AGM batteries differ from conventional lead-calcium batteries in the following points:
- Larger plates which allow a power density some 25 greater
- Glass-fiber-fleece separators which enable a cycle consistency up to 3x greater improving cold-starting ability, current consumption and service life
- Airtight housing with pressure relief valve
- Inspection plugs sealed and cannot be opened
- Acid bound in glass-fiber fleece
How AGM Batteries Work
AGM batteries differ from conventional lead-calcium batteries in their environmental compatibility and their retention of gases during charging. When a vehicle battery is charged, the electrolysis process emits the gases oxygen and hydrogen.

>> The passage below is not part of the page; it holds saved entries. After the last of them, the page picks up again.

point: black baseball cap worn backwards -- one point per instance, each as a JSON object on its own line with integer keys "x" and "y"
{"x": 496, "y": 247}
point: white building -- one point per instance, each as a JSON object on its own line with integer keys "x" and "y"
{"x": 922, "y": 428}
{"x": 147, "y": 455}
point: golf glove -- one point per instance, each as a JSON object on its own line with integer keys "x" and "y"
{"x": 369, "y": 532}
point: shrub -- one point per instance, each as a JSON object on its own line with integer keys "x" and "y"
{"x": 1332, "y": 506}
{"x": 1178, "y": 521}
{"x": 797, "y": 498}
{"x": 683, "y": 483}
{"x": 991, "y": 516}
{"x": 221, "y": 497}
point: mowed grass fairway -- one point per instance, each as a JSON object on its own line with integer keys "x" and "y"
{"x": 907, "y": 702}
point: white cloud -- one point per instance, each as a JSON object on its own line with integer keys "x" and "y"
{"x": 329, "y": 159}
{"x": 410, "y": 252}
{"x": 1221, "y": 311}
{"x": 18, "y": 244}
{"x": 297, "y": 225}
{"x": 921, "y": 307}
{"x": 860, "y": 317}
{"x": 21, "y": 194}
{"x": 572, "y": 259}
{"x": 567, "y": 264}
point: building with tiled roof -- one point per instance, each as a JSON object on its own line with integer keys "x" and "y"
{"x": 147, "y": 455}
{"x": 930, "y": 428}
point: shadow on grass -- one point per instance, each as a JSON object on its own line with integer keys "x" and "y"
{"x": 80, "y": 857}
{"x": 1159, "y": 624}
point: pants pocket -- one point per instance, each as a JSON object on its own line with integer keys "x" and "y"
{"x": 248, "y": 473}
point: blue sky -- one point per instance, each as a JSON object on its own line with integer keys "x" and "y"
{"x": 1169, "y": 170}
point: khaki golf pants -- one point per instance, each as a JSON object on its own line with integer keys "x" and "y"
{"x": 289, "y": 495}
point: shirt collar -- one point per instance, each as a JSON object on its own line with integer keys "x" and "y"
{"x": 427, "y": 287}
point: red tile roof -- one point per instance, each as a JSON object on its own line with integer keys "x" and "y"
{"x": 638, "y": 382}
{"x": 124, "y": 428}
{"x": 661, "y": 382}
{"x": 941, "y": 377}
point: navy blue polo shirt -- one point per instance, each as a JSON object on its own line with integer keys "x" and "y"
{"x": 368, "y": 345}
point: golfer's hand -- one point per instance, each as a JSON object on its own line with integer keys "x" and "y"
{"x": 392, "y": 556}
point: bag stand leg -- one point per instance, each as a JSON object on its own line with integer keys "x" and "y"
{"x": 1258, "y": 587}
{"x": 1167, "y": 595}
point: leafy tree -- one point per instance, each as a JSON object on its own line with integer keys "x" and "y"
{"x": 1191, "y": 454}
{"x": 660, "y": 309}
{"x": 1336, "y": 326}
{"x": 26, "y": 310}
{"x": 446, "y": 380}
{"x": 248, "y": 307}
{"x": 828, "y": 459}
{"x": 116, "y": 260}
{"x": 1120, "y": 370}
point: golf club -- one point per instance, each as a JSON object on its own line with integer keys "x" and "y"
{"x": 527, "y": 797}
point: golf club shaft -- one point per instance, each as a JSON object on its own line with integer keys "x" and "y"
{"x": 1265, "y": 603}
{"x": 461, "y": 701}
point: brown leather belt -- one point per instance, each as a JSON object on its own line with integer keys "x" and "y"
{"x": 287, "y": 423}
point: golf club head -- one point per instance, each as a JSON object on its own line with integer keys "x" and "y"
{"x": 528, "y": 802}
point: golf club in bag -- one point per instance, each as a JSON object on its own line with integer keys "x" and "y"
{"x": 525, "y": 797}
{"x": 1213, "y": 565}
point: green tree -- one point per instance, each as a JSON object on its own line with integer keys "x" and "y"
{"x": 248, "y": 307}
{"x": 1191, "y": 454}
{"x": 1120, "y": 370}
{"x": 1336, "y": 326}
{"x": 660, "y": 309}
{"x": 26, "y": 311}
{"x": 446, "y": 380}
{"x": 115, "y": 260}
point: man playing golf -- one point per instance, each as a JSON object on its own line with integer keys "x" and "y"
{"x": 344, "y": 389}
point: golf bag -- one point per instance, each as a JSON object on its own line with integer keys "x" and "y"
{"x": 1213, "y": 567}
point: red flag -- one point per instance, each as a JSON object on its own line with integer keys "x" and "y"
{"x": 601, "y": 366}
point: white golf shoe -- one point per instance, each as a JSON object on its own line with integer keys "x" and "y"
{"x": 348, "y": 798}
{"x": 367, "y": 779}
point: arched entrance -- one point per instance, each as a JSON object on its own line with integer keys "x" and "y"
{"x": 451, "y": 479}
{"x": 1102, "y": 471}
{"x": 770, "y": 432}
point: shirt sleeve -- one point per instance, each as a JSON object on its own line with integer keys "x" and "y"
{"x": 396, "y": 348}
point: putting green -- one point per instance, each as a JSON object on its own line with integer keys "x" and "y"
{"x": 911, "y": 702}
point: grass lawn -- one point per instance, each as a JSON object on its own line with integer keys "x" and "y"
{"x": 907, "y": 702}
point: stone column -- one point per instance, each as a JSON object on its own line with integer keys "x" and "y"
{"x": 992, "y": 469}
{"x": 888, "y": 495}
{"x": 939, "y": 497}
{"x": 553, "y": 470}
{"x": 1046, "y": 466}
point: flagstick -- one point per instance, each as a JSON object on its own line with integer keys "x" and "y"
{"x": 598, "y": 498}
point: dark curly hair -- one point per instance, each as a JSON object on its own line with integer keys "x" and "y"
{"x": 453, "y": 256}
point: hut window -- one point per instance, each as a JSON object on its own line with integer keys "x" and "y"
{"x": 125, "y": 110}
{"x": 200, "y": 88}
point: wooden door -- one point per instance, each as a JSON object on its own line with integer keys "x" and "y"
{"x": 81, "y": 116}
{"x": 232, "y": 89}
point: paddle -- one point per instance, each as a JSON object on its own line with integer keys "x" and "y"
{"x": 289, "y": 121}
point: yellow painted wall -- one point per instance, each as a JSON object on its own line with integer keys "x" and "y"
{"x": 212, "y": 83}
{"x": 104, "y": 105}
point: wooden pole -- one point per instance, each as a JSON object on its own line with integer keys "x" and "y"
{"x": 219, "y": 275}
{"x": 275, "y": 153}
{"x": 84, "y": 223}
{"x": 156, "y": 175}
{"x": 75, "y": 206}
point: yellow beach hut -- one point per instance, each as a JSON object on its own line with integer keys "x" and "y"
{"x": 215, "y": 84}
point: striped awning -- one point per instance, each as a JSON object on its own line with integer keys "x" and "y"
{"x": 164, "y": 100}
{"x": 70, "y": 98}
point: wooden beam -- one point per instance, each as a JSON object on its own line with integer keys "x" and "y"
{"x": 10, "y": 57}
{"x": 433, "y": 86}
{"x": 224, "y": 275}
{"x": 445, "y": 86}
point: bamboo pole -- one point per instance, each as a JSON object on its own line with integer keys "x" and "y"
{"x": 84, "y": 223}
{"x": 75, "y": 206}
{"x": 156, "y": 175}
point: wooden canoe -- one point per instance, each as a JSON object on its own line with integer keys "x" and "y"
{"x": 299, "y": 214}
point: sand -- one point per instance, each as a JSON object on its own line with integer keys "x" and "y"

In a conventional lead-calcium battery, these two gases are released into the atmosphere. In an AGM battery, the two gases are converted back into water: The oxygen created at the positive electrode during charging moves through the permeable glass-fiber fleece to the negative electrode, where it reacts with the hydrogen ions that are brought in with the electrolyte, to create water (oxygen cycle). In this manner, the gases, and thus the electrolyte, is not lost. Only when the gas production is excessive, that is when too much pressure is generated (20 to 200 mbar), does the pressure-relief valve open, thereby allowing gas to escape while also preventing entry of atmospheric oxygen. Because the pressure in the battery is regulated by a valve, the AGM battery is also known as the VRLA battery (valve regulated lead acid).
An AGM battery, when installed as original equipment, must always be replaced with an AGM battery. In special cases, where a customer's driving profile (e.g. short distance driving), results in a discharged battery, the AGM battery is a recommended replacement.
Don't fret though, there are budget versions of the battery so you don't have to give all your money to the dealership. Duralast (Platinum H6-AGM) makes an AGM battery that is usually half the cost on the OEM BMW part.
Can you do it yourself?
There are many OBD-II programming tools on the market and a few have the capability to register batteries to the new cars. These programs are usually expensive although more options are coming to the market every day to make this problem easier to deal with.